If you buy another upgraded TiVo you qill still need the service to have any functionality like recording, TTG, and MRV.


----------



## edickison78 (Nov 2, 2006)

but I'm totally new, so I might ask some really dumb questions. If my subscription runs out and I don't renew, does that mean I can't play what I've already saved on my TiVo? I understand that it wouldn't record or anything but shouldn't it still playback whats already on the hard drive? Oh and what is TTG and MRV?


----------



## ttodd1 (Nov 6, 2003)

TTG - Tivo 2 Go
MRV - Multi Room viewing


----------



## mick66 (Oct 15, 2004)

TTG = Tivo to Go
The transfer of recordings from a Tivo to a pc. If you want a 500GB dvr just to archive recordings, you can put a large drive in your pc and use TTG to transfer recordings to that drive and then back to the Tivo if necessary.

Subscriptions do not expire. You have to actively cancel the subscription or credit card that pays for it. Recordings on an un-sub'd tivo can be viewed.


----------



## edickison78 (Nov 2, 2006)

thanks for the info, I appreciate you guys answering questions you must have heard a thousand times. LOL. 

erin


----------



## classicsat (Feb 18, 2004)

I'd split it two ways. Put a larger drive, although not as big as a 500, maybe a 250 or 300 (I have 160 GB now). and maybe a 300 GB drive in a PC to make an archive machine, and expand that as the need arises.


----------



## supasta (May 6, 2006)

classicsat said:


> I'd split it two ways. Put a larger drive, although not as big as a 500, maybe a 250 or 300 (I have 160 GB now). and maybe a 300 GB drive in a PC to make an archive machine, and expand that as the need arises.

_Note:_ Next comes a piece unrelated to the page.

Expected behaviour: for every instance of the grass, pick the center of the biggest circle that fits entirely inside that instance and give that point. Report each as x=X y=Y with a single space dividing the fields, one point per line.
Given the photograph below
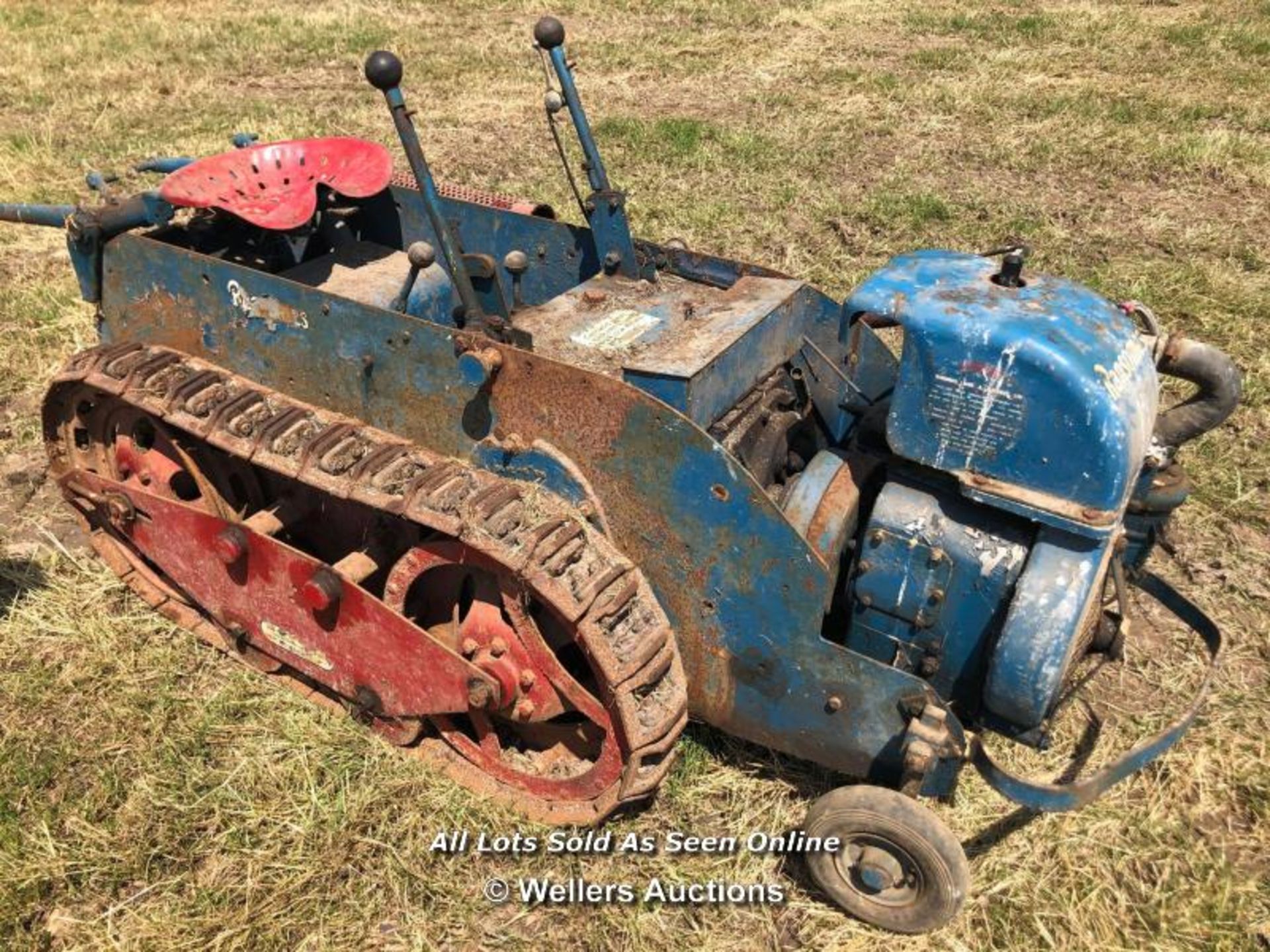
x=153 y=795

On the other hand a large drive in the TiVo would alleviate the need for an "archive drive" in your PC.

I have 2 DT boxes and one is stock and one is upgraded. The upgraded one holds most of the SPs and does most of the recording. The second DT resolves conflicts and is mostly used for just MRV. However, I don't use much TTG at all, so it would depend on one's needs.


----------



## edickison78 (Nov 2, 2006)

If I got a pc with a huge drive to archive recordings I want to keep, is there any loss in video or sound quality? 

thanx 

erin


----------



## classicsat (Feb 18, 2004)

Having the archive drive on the PC would be a level of "insurance", especially if it is a removable drive, compared to having everything on the TiVo, at a higher risk of loss, in that a drive that is continuously running would be first to die, compared to a drive that is only turned on as needed.

There should be minimal loss in TTG, although it recodes the recording somehow to transfer to a PC (it might be a remuxing/recryption).


----------